The quesiion can be raised whether the initial Ilylem" was contained in a single, primeval, mammoth atom which exploded giving rise to an expanding universe. This subject is usually treated by also considering the opposing view of the steady state universe which advocates continuous creation of new matter. The two theories make very different predictions and lend themselves to experimental verification. The steady state theory predicts that the density of stars will remain constant in any given volume. The stars are receding from each other in the steady state theory, however, with the continuous creation of local matter the star density remains constant. The expanding universe leads to a reduced star density. The observed density of stars in distant galaxies should be greater than nearby galaxies on this view since the light from distant stars represents the situation as it existed billions of years ago.

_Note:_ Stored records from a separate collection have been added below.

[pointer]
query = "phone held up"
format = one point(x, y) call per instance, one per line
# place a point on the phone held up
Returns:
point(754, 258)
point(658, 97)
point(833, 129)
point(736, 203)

The two theories also, predict a different red shift. E. P. Hubble at Mount Wilson Observatory found the first evidence for the physical expansion of the universe. He correlated the distance of galaxies with the amount of shift in light toward the red end of the spectrum, and found the extent of the shift was in direct proportion to the galaxy's distance from us. The experimental information on the red shift of the light spectrum of near and distant galaxies is not good enough at this time to definitely favor either theory.

just as the stars are sources of light, they are also sources of radio waves. The study of these radio signals is a currently exciting research field which offers tremendous potentialities in solving some, of the unanswered questions of our universe. A recent press release indicates that a group of British astronomers have finally proved the expanding universe theory. This is a good note on which to close insofar that such a statement points out the fallacy of converting scientific results into popular statements. There is a considerable gap to jump between the recent experimental measurements of the intensities of radio signals from outer space and the conclusion stated in the press release. If the ability of the stars to transmit radio waves is not constant with time, then the press statement is untrue. Although our knowledge of the universe has increased very rapidly in the last few years, many puzzles are still to be solved and I'm sure the next few years will bring many surprises.